UNA COLLABORATIVA...RIVALITA’
«Fra i ballerini e il robot si è subito instaurata una sorta di rivalità» mi confessa Ariella. «Il robot è semplicemente perfetto. La sua perfetta ripetizione di movimenti programmati ha spinto i ballerini a innalzare la propria performance, a migliorarsi».
Credo che da questo inciso si possano derivare due insegnamenti preziosi.
Il primo: ci sono attività che i robot possono fare meglio di noi perché sono progettati per garantire una precisione e una ripetibilità che l’essere umano non è in grado di esprimere. La danza (e l’arte in generale) non sono solo precisione e ripetibilità, ovviamente. Ma l’intento di Hu Robot non è quello di dimostrare che un robot possa danzare meglio di un ballerino, quanto che dalla loro collaborazione possa nascere un senso diverso, con un valore intrinseco.
Il secondo è che i cobot hanno un effetto positivo sul lavoro delle persone.
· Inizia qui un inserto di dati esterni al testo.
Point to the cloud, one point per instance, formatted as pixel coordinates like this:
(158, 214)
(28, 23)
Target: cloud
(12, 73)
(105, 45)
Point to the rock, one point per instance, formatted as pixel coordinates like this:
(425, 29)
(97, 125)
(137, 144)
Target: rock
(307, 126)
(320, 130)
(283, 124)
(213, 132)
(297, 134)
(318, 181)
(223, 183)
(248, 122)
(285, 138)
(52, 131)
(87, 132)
Se sul palco di Hu Robot sono state l’emulazione e la spinta competitiva con UR10 a innalzare la performance dei ballerini, nelle fabbriche i cobot qualificano il lavoro degli operatori permettendo loro di applicarsi in attività in cui esprimere il meglio delle loro qualità “umane”.
DA HAL9000 ALL’UR10, UNA QUESTIONE DI FIDUCIA
L’evoluzione tecnologica che ha accompagnato i cobot negli ultimi 10 anni, ovvero il percorso che li ha resi sempre più sicuri, flessibili, efficienti e in grado di operare a distanze sempre minori rispetto all’uomo, è stato un cammino di acquisizione di fiducia. I cobot, a differenza di altre apparecchiature di automazione, non trasmettono un senso di straniamento e alienazione, non spaventano né mettono a disagio (come il freddo e algido HAL9000 di “2001: Odissea nello spazio”).
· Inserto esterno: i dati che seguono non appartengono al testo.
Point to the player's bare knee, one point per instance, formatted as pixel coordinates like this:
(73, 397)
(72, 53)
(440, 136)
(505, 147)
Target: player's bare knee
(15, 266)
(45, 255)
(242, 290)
Sul palco di Hu Robot si è concretizzato ancora una volta questo cambio di paradigma: attorno a UR10 non vi erano operatori industriali abituati al contatto con l’automazione, ma artisti. Al di là del timore iniziale, tramutatosi presto in collaborazione, non vi è stato scontro fra lato umano e lato tecnologico, ma anzi collaborazione, incontro, dialogo.
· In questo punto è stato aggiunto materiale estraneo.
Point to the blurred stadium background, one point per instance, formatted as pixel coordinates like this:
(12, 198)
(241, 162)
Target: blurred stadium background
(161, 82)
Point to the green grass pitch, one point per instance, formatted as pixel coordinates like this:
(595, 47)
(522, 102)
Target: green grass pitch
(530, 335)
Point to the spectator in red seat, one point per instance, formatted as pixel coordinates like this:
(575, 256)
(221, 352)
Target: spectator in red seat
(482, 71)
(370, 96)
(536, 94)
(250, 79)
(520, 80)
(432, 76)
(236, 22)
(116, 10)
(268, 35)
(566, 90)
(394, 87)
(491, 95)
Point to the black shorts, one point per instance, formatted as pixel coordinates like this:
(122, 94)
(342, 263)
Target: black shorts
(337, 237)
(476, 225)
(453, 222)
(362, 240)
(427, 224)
Questo credo sia uno dei portati più preziosi della robotica collaborativa. I cobot sono dei veri e propri “mediatori culturali”, perché – pur essendo ritrovati tecnologici altamente sviluppati – sono comprensibili a chiunque e consentono alle imprese di affacciarsi all’automazione con facilità.
È infine importante che la conoscenza della robotica collaborativa si stia diffondendo. Anche se i cobot sono strumenti nati per la produzione e la manifattura, possibilità di impiego che esulino dai classici layout industriali, come quella offerta da Hu Robot, contribuiscono a disseminare consapevolezza e a rendere avvezzi alla nuova tecnologia un numero sempre maggiore di persone.